VOV.VN - Singapore had represented the second largest foreign investor in Vietnam before moving into top position, surpassing the Republic of Korea (RoK) despite suffering two years of COVID-19, including during the first month of this year.
Previously, either the RoK or Japan had held the top position, but in 2020, Singapore suddenly took first place, with a total registered capital reaching roughly US$9 billion, including US$1 billion of investment through capital contribution and share purchases. This accounted for 31.5% of total foreign investment in Vietnam, doubling the figure of US$4.5 billion recorded in 2019.
Last year saw Singapore continue to "take" the leading position from the RoK, with a total registered capital even higher than in 2020, amounting to US$10.7 billion and accounting for 34.4% of total foreign investment capital in the country, up 19.1% over the same period last year.
This can be viewed as a remarkable result, mainly because for many years in a row the city-island state has usually ranked third, with investment commitments in the nation standing at about US$4 billion to US$5 billion. Even as recently as 2015 Singapore only poured in US$2 billion, ranking fifth.
According to Do Nhat Hoang, head of the Foreign Investment Agency under the Ministry of Planning and Investment, 2021 saw Singapore's investment capital 2.2 times higher than the RoK’s investment capital and 2.7 times higher than Japanese investment. This year however, Singaporean financiers have decided to inject US$3.1 billion into Long An Gas Power Projects 1 and 2.
Along with these moves, there has also been an investment of US$2.19 billion through capital contribution and share purchase of Vinfast Trading & Investment Pte.Ltd and Vinfast Trading and Production Company Limited. These two projects alone account for over 49% of Singapore's total investment in the country.
Furthermore, early this year saw another spectacular usurpation, with the initial month of this year seeing Singaporean investors registering to invest US$666 million in the nation, making up 31.7% of total foreign investment in the Vietnamese market and continuing to hold the leading position.
This month, investors from the island nation contributed capital and bought shares valued at over US$334 million from MV2 Real Estate Joint Stock Company.
This is the primary reason why Singapore surpassed Japan to become the second largest investor in the country.
It is therefore not too difficult to explain why for two consecutive years, Singapore held the top position in terms of foreign investment in Vietnam. Discussing with the media, Vietnamese Ambassador to Singapore Mai Phuoc Dung said that Singapore pouring a large amount of capital into Vietnam demonstrates the confidence of investors in Vietnamese macro policies, the local business environment, and development prospects.
According to a recent study carried out by the Foreign Investment Agency, along with the trend of investment shifting away from China, the construction of new production and assembly facilities in ASEAN member states is increasing. This is leading to an increase in demand for high-quality business and infrastructure services in the region.
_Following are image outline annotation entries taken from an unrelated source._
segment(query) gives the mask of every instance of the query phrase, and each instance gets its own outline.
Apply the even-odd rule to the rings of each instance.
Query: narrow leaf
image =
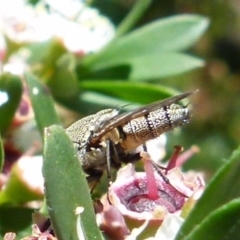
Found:
[[[18,76],[3,73],[0,76],[0,132],[11,124],[22,95],[22,82]]]
[[[227,202],[240,197],[240,148],[233,152],[231,158],[212,178],[203,196],[186,219],[176,240],[185,238],[199,223],[208,217],[208,214]]]
[[[60,120],[55,111],[53,99],[47,87],[30,73],[26,73],[25,77],[37,126],[40,133],[43,134],[45,127],[53,124],[60,124]]]
[[[148,104],[160,99],[177,94],[170,88],[160,85],[111,80],[85,80],[80,83],[80,88],[85,91],[94,91],[108,96],[113,96],[132,103]]]
[[[236,199],[211,212],[184,240],[240,239],[239,216],[240,200]]]
[[[85,239],[101,239],[85,174],[73,144],[59,126],[46,129],[43,176],[50,219],[58,239],[77,240],[78,207]]]
[[[177,52],[191,47],[203,34],[208,20],[198,15],[179,15],[147,24],[116,39],[97,55],[86,57],[81,64],[91,70],[99,70],[126,59]]]

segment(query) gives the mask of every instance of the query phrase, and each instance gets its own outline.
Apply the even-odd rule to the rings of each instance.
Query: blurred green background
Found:
[[[94,1],[117,24],[134,1]],[[121,9],[114,11],[113,9]],[[160,79],[164,86],[182,91],[199,89],[190,102],[193,119],[181,134],[169,133],[168,153],[175,144],[191,144],[201,152],[186,168],[209,176],[222,165],[240,142],[240,1],[155,0],[138,25],[175,14],[206,16],[210,26],[189,53],[204,59],[205,66],[187,74]],[[159,66],[161,67],[161,66]]]

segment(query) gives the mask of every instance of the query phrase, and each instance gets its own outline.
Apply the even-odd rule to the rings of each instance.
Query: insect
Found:
[[[111,178],[111,168],[119,169],[121,163],[141,159],[137,147],[188,123],[190,111],[178,102],[192,93],[183,93],[122,114],[117,109],[105,109],[70,125],[66,132],[77,150],[88,182],[98,182],[105,170]]]

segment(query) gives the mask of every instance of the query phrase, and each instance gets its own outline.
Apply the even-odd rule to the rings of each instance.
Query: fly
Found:
[[[84,117],[66,132],[77,150],[88,182],[96,183],[103,172],[141,159],[139,146],[189,122],[190,111],[178,102],[194,92],[157,101],[126,113],[105,109]],[[147,150],[147,149],[146,149]]]

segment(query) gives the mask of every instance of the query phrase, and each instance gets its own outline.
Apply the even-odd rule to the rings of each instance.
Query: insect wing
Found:
[[[151,111],[154,111],[157,108],[161,107],[166,107],[169,106],[173,103],[176,103],[189,95],[195,93],[196,91],[193,92],[187,92],[187,93],[182,93],[174,97],[167,98],[165,100],[160,100],[154,103],[151,103],[149,105],[137,108],[133,111],[122,113],[114,118],[111,119],[111,121],[107,122],[105,125],[99,129],[98,132],[94,133],[91,142],[97,142],[99,139],[101,139],[107,132],[111,131],[112,129],[121,126],[129,121],[131,121],[134,118],[139,118],[142,116],[147,115]]]

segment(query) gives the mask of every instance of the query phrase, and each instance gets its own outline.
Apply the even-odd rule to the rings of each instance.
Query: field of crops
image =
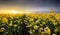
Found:
[[[0,14],[0,35],[60,35],[60,14]]]

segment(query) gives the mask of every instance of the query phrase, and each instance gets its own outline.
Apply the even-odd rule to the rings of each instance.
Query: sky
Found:
[[[0,10],[47,12],[50,8],[60,12],[60,0],[0,0]]]

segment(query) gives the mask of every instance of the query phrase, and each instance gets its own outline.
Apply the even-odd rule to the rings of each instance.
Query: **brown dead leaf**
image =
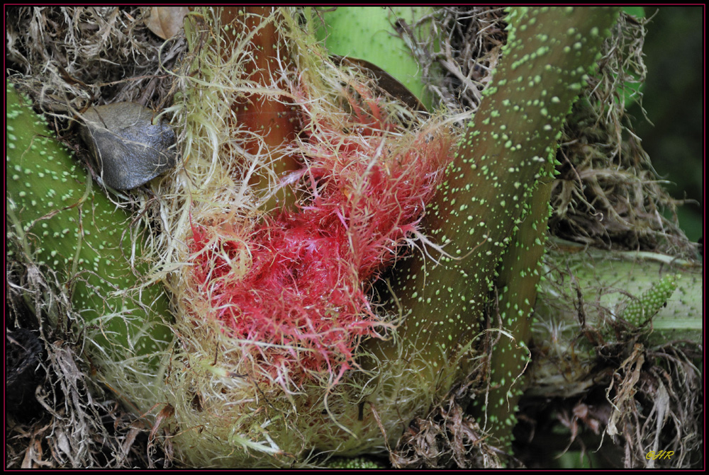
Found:
[[[153,6],[145,25],[163,40],[179,33],[185,16],[189,13],[186,6]]]

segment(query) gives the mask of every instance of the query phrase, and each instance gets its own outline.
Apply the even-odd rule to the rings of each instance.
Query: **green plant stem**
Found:
[[[11,85],[7,98],[8,219],[21,243],[12,252],[63,275],[91,355],[152,359],[172,339],[160,323],[168,306],[158,285],[125,292],[147,268],[131,217],[96,189]]]
[[[430,6],[340,6],[320,12],[325,24],[316,35],[331,53],[365,59],[384,69],[430,108],[420,67],[393,23],[400,19],[411,25],[432,11]]]
[[[450,362],[480,330],[496,268],[540,181],[551,178],[547,164],[553,164],[564,118],[617,16],[615,8],[510,11],[493,84],[428,210],[426,229],[450,257],[433,265],[416,256],[398,268],[393,285],[407,316],[398,333],[420,351],[413,363],[420,372],[437,369],[427,374],[439,391],[460,370]],[[517,314],[508,316],[503,326],[514,327]],[[371,344],[380,360],[393,355],[387,342]]]

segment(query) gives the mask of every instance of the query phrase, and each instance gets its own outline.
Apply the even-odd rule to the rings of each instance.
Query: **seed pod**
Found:
[[[104,184],[130,190],[174,166],[175,133],[154,113],[132,102],[99,105],[86,110],[82,139],[91,151]]]

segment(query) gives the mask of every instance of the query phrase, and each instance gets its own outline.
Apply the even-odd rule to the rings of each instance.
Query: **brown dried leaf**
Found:
[[[145,25],[150,31],[167,40],[179,33],[185,16],[189,13],[186,6],[153,6]]]

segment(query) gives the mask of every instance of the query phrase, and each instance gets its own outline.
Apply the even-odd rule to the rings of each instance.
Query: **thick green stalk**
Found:
[[[545,171],[547,176],[551,165],[547,162]],[[506,322],[503,325],[506,331],[492,336],[493,340],[498,336],[501,339],[490,354],[491,389],[476,407],[488,419],[485,428],[499,440],[501,448],[508,451],[511,450],[510,429],[515,422],[517,403],[525,386],[522,374],[529,361],[527,343],[537,302],[539,267],[547,241],[552,183],[552,180],[540,183],[532,193],[529,210],[524,213],[503,255],[495,281],[498,299],[488,319],[489,328],[498,327],[499,318],[500,321]],[[508,326],[510,322],[511,326]]]
[[[393,285],[408,315],[398,333],[423,349],[415,364],[439,369],[431,384],[440,390],[458,369],[443,370],[479,331],[496,268],[534,190],[551,178],[545,167],[553,163],[564,118],[617,15],[615,8],[586,8],[510,13],[493,84],[427,216],[427,229],[451,257],[434,266],[415,256],[399,267]],[[510,312],[503,325],[513,327],[516,318]],[[383,357],[391,353],[386,342],[374,344]]]
[[[133,246],[131,217],[96,190],[11,85],[6,114],[8,225],[21,243],[11,252],[63,276],[92,355],[118,360],[164,348],[172,336],[160,323],[167,311],[162,290],[123,292],[147,270]]]
[[[598,384],[593,379],[599,368],[613,365],[599,349],[626,348],[634,333],[646,348],[677,347],[681,341],[701,345],[701,264],[560,240],[551,248],[535,306],[532,341],[539,356],[532,363],[530,396],[570,397],[587,391]],[[631,317],[637,325],[626,320],[627,309],[664,287],[668,277],[676,289],[654,313],[644,314],[642,321]]]

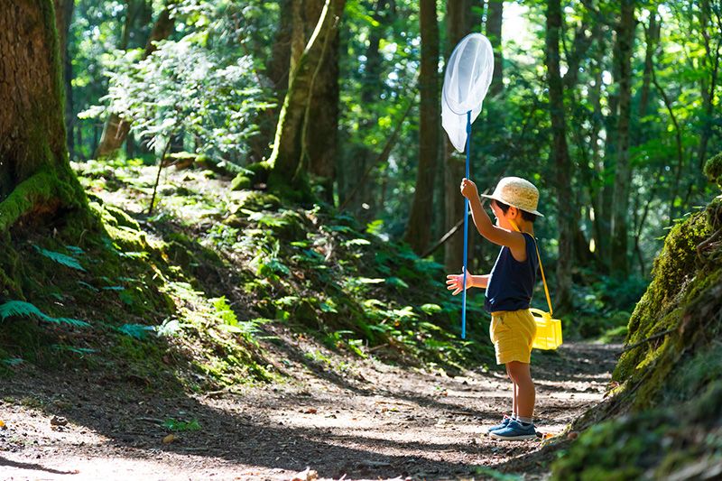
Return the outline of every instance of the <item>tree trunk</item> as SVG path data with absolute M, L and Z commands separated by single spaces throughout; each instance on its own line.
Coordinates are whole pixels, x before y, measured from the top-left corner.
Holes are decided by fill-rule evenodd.
M 145 59 L 155 51 L 157 48 L 155 42 L 167 39 L 174 28 L 175 21 L 171 17 L 171 12 L 166 5 L 166 8 L 158 16 L 158 20 L 155 21 L 143 58 Z M 96 158 L 113 155 L 125 142 L 128 132 L 130 132 L 130 122 L 111 112 L 103 128 L 103 136 L 100 138 L 100 144 L 96 151 Z
M 627 211 L 629 209 L 629 122 L 632 107 L 632 51 L 634 42 L 634 0 L 622 0 L 616 30 L 616 61 L 619 69 L 619 116 L 616 124 L 616 165 L 612 203 L 612 273 L 626 276 Z
M 308 194 L 309 152 L 305 150 L 304 134 L 311 128 L 310 109 L 313 106 L 310 99 L 320 67 L 337 38 L 345 4 L 345 0 L 326 0 L 313 34 L 298 60 L 292 48 L 291 83 L 279 116 L 273 152 L 268 160 L 272 168 L 270 183 L 273 189 L 292 187 Z M 299 17 L 301 9 L 296 5 L 294 4 L 294 22 L 302 22 Z M 296 41 L 292 42 L 292 45 L 296 44 Z M 315 125 L 316 119 L 312 121 Z
M 21 218 L 82 208 L 68 162 L 63 87 L 51 0 L 0 9 L 0 232 Z
M 549 82 L 549 104 L 551 116 L 552 145 L 556 177 L 558 222 L 559 222 L 559 259 L 557 260 L 556 305 L 560 312 L 569 312 L 572 309 L 571 299 L 571 261 L 574 245 L 574 216 L 565 215 L 573 212 L 571 199 L 571 171 L 569 148 L 567 145 L 567 127 L 564 113 L 564 92 L 560 72 L 560 33 L 561 31 L 561 6 L 560 0 L 549 0 L 547 5 L 546 67 Z
M 489 86 L 489 94 L 494 98 L 504 92 L 504 55 L 502 51 L 504 2 L 502 0 L 488 0 L 487 5 L 486 37 L 494 49 L 494 74 Z
M 719 8 L 718 6 L 717 8 Z M 709 34 L 709 22 L 712 9 L 709 0 L 702 0 L 699 6 L 699 30 L 702 33 L 703 43 L 706 55 L 702 57 L 703 75 L 700 79 L 700 89 L 702 95 L 702 129 L 699 134 L 699 145 L 697 150 L 697 161 L 699 170 L 702 169 L 707 159 L 707 146 L 709 137 L 712 134 L 712 123 L 714 118 L 714 98 L 717 89 L 717 73 L 719 72 L 719 47 L 722 40 L 719 38 L 719 31 L 715 35 Z M 719 12 L 716 13 L 719 20 Z M 720 25 L 717 25 L 717 28 Z M 712 51 L 712 40 L 717 41 L 717 45 Z M 710 65 L 711 62 L 711 65 Z M 709 70 L 709 71 L 708 71 Z M 702 178 L 699 176 L 699 178 Z M 702 178 L 703 179 L 703 178 Z
M 271 58 L 265 69 L 265 76 L 271 81 L 276 106 L 259 111 L 255 122 L 258 134 L 249 139 L 251 162 L 260 162 L 271 153 L 270 145 L 273 140 L 281 102 L 288 90 L 288 77 L 291 66 L 291 41 L 293 30 L 293 3 L 291 0 L 279 1 L 279 23 L 271 48 Z
M 649 9 L 649 27 L 645 32 L 646 48 L 644 51 L 644 75 L 642 78 L 642 93 L 639 96 L 640 121 L 647 115 L 649 106 L 649 90 L 652 79 L 652 69 L 654 68 L 654 51 L 660 38 L 660 23 L 657 22 L 657 9 Z
M 366 62 L 364 62 L 363 81 L 361 82 L 361 105 L 371 106 L 377 102 L 384 85 L 382 79 L 382 58 L 379 51 L 381 39 L 395 16 L 395 5 L 388 0 L 376 0 L 374 5 L 372 17 L 375 23 L 368 28 L 368 46 L 366 50 Z M 415 89 L 415 88 L 414 88 Z M 408 92 L 410 96 L 414 95 Z M 415 102 L 414 102 L 415 103 Z M 403 119 L 396 122 L 394 130 L 398 130 Z M 368 132 L 377 123 L 377 119 L 371 115 L 363 116 L 358 125 L 358 132 L 362 134 Z M 352 143 L 351 152 L 339 158 L 337 165 L 338 199 L 341 205 L 347 207 L 360 221 L 371 220 L 378 206 L 383 206 L 378 196 L 375 196 L 375 186 L 368 181 L 370 173 L 376 165 L 379 165 L 378 153 L 370 149 L 364 143 Z M 342 163 L 341 163 L 342 162 Z M 359 180 L 359 179 L 361 180 Z M 364 208 L 364 204 L 368 208 Z
M 430 241 L 430 216 L 433 208 L 434 173 L 439 162 L 439 24 L 435 0 L 421 0 L 421 66 L 419 77 L 419 165 L 404 240 L 414 252 L 424 252 Z
M 451 56 L 457 43 L 471 32 L 472 22 L 470 0 L 447 0 L 446 58 Z M 492 81 L 494 85 L 494 81 Z M 458 185 L 465 175 L 465 159 L 456 153 L 446 134 L 442 134 L 444 143 L 444 209 L 446 210 L 444 228 L 449 232 L 464 218 L 464 198 L 458 191 Z M 470 238 L 474 238 L 471 236 Z M 444 265 L 448 272 L 460 272 L 464 265 L 464 231 L 458 229 L 444 244 Z
M 68 32 L 73 16 L 74 0 L 54 0 L 55 2 L 55 28 L 58 31 L 58 43 L 60 49 L 60 63 L 63 68 L 63 86 L 65 88 L 65 125 L 67 130 L 66 143 L 70 158 L 73 158 L 75 150 L 75 137 L 73 126 L 75 116 L 73 115 L 72 62 L 68 53 Z
M 322 0 L 306 0 L 306 18 L 318 21 L 323 7 Z M 340 19 L 341 12 L 337 12 Z M 338 20 L 337 21 L 338 22 Z M 323 188 L 322 199 L 333 203 L 333 186 L 336 180 L 336 157 L 338 139 L 338 27 L 329 33 L 326 52 L 314 73 L 315 79 L 307 107 L 303 137 L 304 157 L 309 159 L 309 172 Z

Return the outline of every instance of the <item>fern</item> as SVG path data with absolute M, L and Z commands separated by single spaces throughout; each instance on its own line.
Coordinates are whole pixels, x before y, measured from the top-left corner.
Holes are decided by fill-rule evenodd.
M 36 308 L 30 302 L 23 302 L 23 301 L 9 301 L 0 306 L 0 318 L 5 320 L 7 318 L 31 318 L 34 317 L 45 322 L 51 322 L 53 324 L 68 324 L 77 328 L 87 328 L 90 324 L 84 320 L 79 320 L 71 318 L 53 318 L 48 316 L 41 310 Z
M 49 251 L 48 249 L 43 249 L 42 247 L 38 247 L 37 245 L 33 245 L 35 250 L 38 251 L 40 254 L 47 257 L 48 259 L 56 262 L 60 264 L 65 265 L 66 267 L 70 267 L 72 269 L 76 269 L 78 271 L 85 272 L 85 269 L 80 263 L 78 262 L 78 259 L 75 257 L 70 257 L 69 255 L 66 255 L 64 254 L 60 254 L 55 251 Z
M 73 346 L 68 346 L 67 344 L 53 344 L 52 348 L 59 350 L 59 351 L 67 351 L 72 352 L 75 354 L 84 355 L 84 354 L 93 354 L 97 352 L 95 349 L 91 349 L 89 347 L 75 347 Z
M 143 324 L 124 324 L 117 329 L 123 334 L 127 334 L 131 338 L 143 339 L 148 335 L 149 331 L 155 330 L 155 328 L 153 326 L 145 326 Z

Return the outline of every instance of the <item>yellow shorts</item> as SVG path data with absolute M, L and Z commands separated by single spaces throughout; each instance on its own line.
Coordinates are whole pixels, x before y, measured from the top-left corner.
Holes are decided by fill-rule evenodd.
M 496 351 L 496 364 L 532 360 L 536 323 L 528 309 L 491 313 L 489 336 Z

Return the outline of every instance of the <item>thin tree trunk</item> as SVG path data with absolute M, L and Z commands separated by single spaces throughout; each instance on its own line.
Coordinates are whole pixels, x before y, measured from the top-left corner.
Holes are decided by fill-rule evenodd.
M 387 0 L 377 0 L 374 5 L 374 18 L 375 24 L 369 26 L 368 46 L 366 50 L 366 62 L 364 63 L 363 82 L 361 84 L 361 102 L 364 106 L 370 106 L 378 101 L 383 86 L 382 68 L 383 62 L 379 45 L 384 37 L 389 23 L 393 19 L 394 5 Z M 414 88 L 415 89 L 415 88 Z M 377 125 L 377 119 L 372 116 L 364 116 L 359 122 L 358 132 L 361 134 Z M 337 166 L 338 171 L 338 199 L 342 204 L 354 212 L 362 221 L 367 220 L 376 206 L 383 206 L 374 196 L 374 184 L 363 182 L 356 187 L 359 178 L 369 171 L 376 159 L 376 154 L 366 145 L 354 144 L 350 154 L 343 159 L 343 162 Z M 362 205 L 366 203 L 370 207 L 365 209 Z
M 457 43 L 471 32 L 473 16 L 470 0 L 447 0 L 446 58 Z M 501 25 L 500 25 L 501 26 Z M 494 73 L 496 73 L 495 66 Z M 492 80 L 492 86 L 495 82 Z M 490 88 L 491 88 L 490 87 Z M 459 218 L 464 217 L 464 198 L 458 191 L 461 179 L 465 175 L 465 159 L 456 153 L 454 146 L 445 134 L 444 149 L 444 208 L 446 210 L 444 227 L 447 232 L 454 227 Z M 474 236 L 469 236 L 469 241 Z M 464 264 L 464 233 L 457 231 L 444 244 L 444 265 L 448 272 L 460 272 Z
M 65 125 L 66 143 L 70 158 L 73 158 L 74 137 L 73 125 L 73 96 L 72 96 L 72 63 L 68 54 L 68 32 L 73 16 L 75 2 L 73 0 L 54 0 L 55 3 L 55 27 L 58 31 L 58 43 L 60 49 L 60 63 L 63 67 L 63 86 L 65 88 Z
M 719 8 L 719 6 L 717 6 L 717 8 Z M 697 162 L 700 170 L 702 169 L 705 159 L 707 158 L 707 146 L 709 142 L 709 137 L 712 134 L 711 126 L 713 120 L 715 90 L 717 89 L 717 73 L 719 71 L 719 47 L 720 43 L 722 43 L 722 35 L 719 34 L 718 30 L 720 27 L 722 27 L 722 25 L 717 24 L 717 33 L 714 35 L 714 38 L 717 39 L 717 46 L 714 52 L 712 51 L 712 36 L 709 34 L 709 22 L 711 19 L 711 14 L 712 12 L 709 5 L 709 0 L 702 0 L 699 6 L 699 30 L 701 31 L 702 38 L 704 40 L 706 55 L 702 57 L 702 70 L 705 75 L 702 76 L 700 82 L 700 89 L 702 94 L 702 111 L 704 112 L 704 116 L 702 118 L 702 129 L 699 134 L 699 146 L 697 151 Z M 719 18 L 719 14 L 720 14 L 717 11 L 717 19 Z M 710 66 L 708 65 L 710 61 L 712 62 L 711 72 L 709 72 L 708 75 L 707 70 L 710 69 Z
M 546 67 L 549 82 L 549 104 L 551 116 L 552 146 L 554 157 L 555 186 L 559 206 L 559 258 L 557 260 L 556 305 L 560 312 L 569 312 L 572 307 L 571 261 L 573 259 L 573 216 L 563 215 L 574 209 L 569 179 L 570 162 L 567 145 L 564 93 L 560 72 L 560 32 L 561 30 L 561 5 L 560 0 L 549 0 L 547 5 Z
M 345 0 L 326 0 L 313 34 L 298 60 L 292 51 L 291 84 L 279 116 L 273 152 L 268 161 L 272 167 L 270 183 L 273 188 L 290 186 L 308 193 L 303 136 L 308 132 L 306 120 L 310 118 L 310 100 L 319 68 L 337 35 L 345 3 Z M 295 8 L 294 14 L 300 14 L 300 10 Z
M 404 236 L 404 240 L 417 254 L 422 253 L 430 242 L 429 218 L 433 208 L 434 173 L 439 162 L 439 23 L 435 0 L 420 1 L 419 19 L 421 32 L 419 164 L 416 190 Z
M 452 1 L 448 3 L 452 3 Z M 489 94 L 492 97 L 498 97 L 504 94 L 504 54 L 502 51 L 504 2 L 502 0 L 488 0 L 487 7 L 486 32 L 486 37 L 494 49 L 494 74 L 489 86 Z M 473 20 L 470 13 L 468 14 L 468 18 Z M 471 30 L 471 27 L 469 27 L 469 30 Z
M 323 5 L 321 0 L 306 0 L 314 4 L 307 7 L 307 17 L 314 18 L 314 23 L 320 15 Z M 318 12 L 318 14 L 317 14 Z M 341 11 L 336 12 L 338 19 Z M 338 20 L 337 22 L 339 22 Z M 333 186 L 336 180 L 336 157 L 338 143 L 338 49 L 340 37 L 338 26 L 327 39 L 327 45 L 319 65 L 316 67 L 309 104 L 306 107 L 306 120 L 303 123 L 302 157 L 309 160 L 309 172 L 323 188 L 322 198 L 333 203 Z M 313 127 L 310 127 L 313 119 Z
M 657 22 L 656 8 L 649 9 L 649 27 L 645 30 L 646 50 L 644 51 L 644 75 L 642 79 L 642 93 L 639 96 L 640 119 L 647 115 L 649 106 L 649 89 L 652 81 L 652 69 L 654 68 L 654 51 L 660 38 L 661 24 Z
M 265 76 L 271 80 L 276 106 L 259 111 L 255 122 L 258 124 L 258 134 L 249 139 L 251 148 L 250 159 L 259 162 L 271 153 L 269 146 L 273 140 L 275 126 L 281 104 L 288 90 L 288 77 L 291 70 L 291 41 L 293 32 L 293 14 L 292 0 L 279 1 L 278 29 L 271 49 L 271 58 L 265 69 Z
M 68 162 L 55 20 L 51 0 L 0 8 L 0 232 L 85 206 Z
M 158 20 L 155 21 L 151 36 L 148 38 L 148 43 L 145 45 L 143 58 L 145 59 L 155 51 L 157 49 L 155 42 L 167 39 L 174 28 L 175 21 L 171 17 L 171 11 L 166 5 L 166 8 L 158 16 Z M 100 144 L 95 153 L 96 158 L 107 157 L 114 154 L 125 142 L 125 137 L 127 137 L 129 131 L 130 122 L 128 120 L 121 118 L 120 116 L 115 113 L 108 115 L 103 128 Z
M 632 110 L 632 52 L 634 43 L 634 0 L 622 0 L 616 30 L 616 61 L 619 69 L 619 117 L 616 124 L 616 165 L 612 205 L 610 268 L 619 276 L 629 272 L 627 212 L 629 209 L 629 123 Z

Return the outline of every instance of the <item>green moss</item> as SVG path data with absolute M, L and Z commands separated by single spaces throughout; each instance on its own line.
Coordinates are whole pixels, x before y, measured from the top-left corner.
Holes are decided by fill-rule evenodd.
M 722 152 L 705 162 L 704 172 L 710 182 L 722 188 Z
M 248 210 L 274 210 L 281 207 L 281 199 L 273 195 L 258 190 L 247 192 L 242 197 L 238 203 L 238 209 L 246 208 Z
M 231 181 L 231 190 L 244 190 L 245 189 L 250 189 L 251 185 L 251 179 L 245 175 L 238 174 L 234 178 L 233 181 Z
M 0 202 L 0 232 L 11 227 L 22 217 L 37 211 L 53 211 L 59 207 L 81 207 L 75 186 L 59 180 L 55 172 L 46 169 L 21 182 Z
M 694 285 L 705 282 L 704 278 L 695 275 L 698 268 L 696 247 L 709 235 L 704 212 L 675 225 L 667 235 L 664 247 L 654 261 L 654 280 L 629 320 L 628 344 L 679 325 L 682 312 L 680 306 L 688 298 L 688 291 L 694 292 Z M 658 344 L 645 343 L 624 354 L 615 369 L 614 378 L 622 381 L 632 375 L 645 358 L 656 356 Z M 647 359 L 645 364 L 649 362 Z

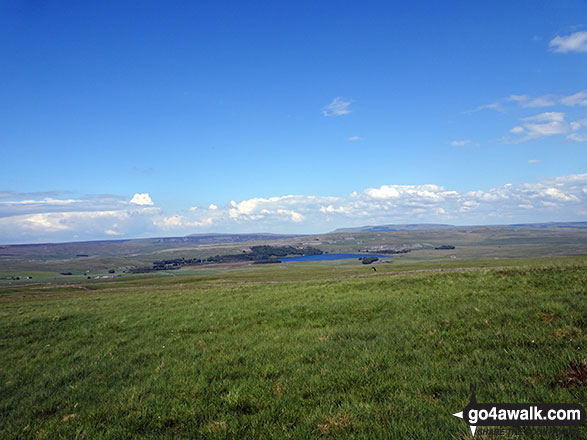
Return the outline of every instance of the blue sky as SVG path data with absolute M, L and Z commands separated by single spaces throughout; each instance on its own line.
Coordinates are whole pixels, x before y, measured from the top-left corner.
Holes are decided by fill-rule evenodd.
M 0 4 L 0 243 L 585 220 L 587 4 Z

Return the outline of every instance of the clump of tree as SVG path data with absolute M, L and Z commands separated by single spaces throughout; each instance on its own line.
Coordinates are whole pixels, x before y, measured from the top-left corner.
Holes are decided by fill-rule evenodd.
M 293 246 L 251 246 L 250 252 L 239 254 L 214 255 L 208 258 L 173 258 L 169 260 L 153 261 L 152 267 L 133 267 L 130 273 L 149 273 L 158 270 L 174 270 L 187 265 L 238 263 L 252 261 L 254 264 L 281 263 L 279 257 L 288 255 L 321 255 L 324 252 L 311 246 L 296 248 Z

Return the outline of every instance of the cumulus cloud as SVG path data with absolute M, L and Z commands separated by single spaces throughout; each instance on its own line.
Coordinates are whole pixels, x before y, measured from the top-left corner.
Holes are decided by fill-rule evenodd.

Possessing strengths in the region in terms of service provision, infrastructure, and logistics, Singapore businesses will strive to take full advantage of this opportunity to develop more service and infrastructure facilities in order to meet the needs of shifting investment capital in foreign countries, including Vietnam.
In line with this, logistics firms, technology start-ups, and businesses in the fields of financial services, healthcare, and education will increase their investment expansion abroad, including Vietnam, as a way of responding to this trend.
After a two-year hiatus due to COVID-19, many Singaporean entrepreneurs and investors are waiting to return to Vietnam as they seek further investment opportunities. Currently, international commercial flights have been reopened, thereby allowing Singaporean citizens to enter the nation. This is an important condition for Singaporean investment in the Vietnamese market to continue to record strong growth moving forward.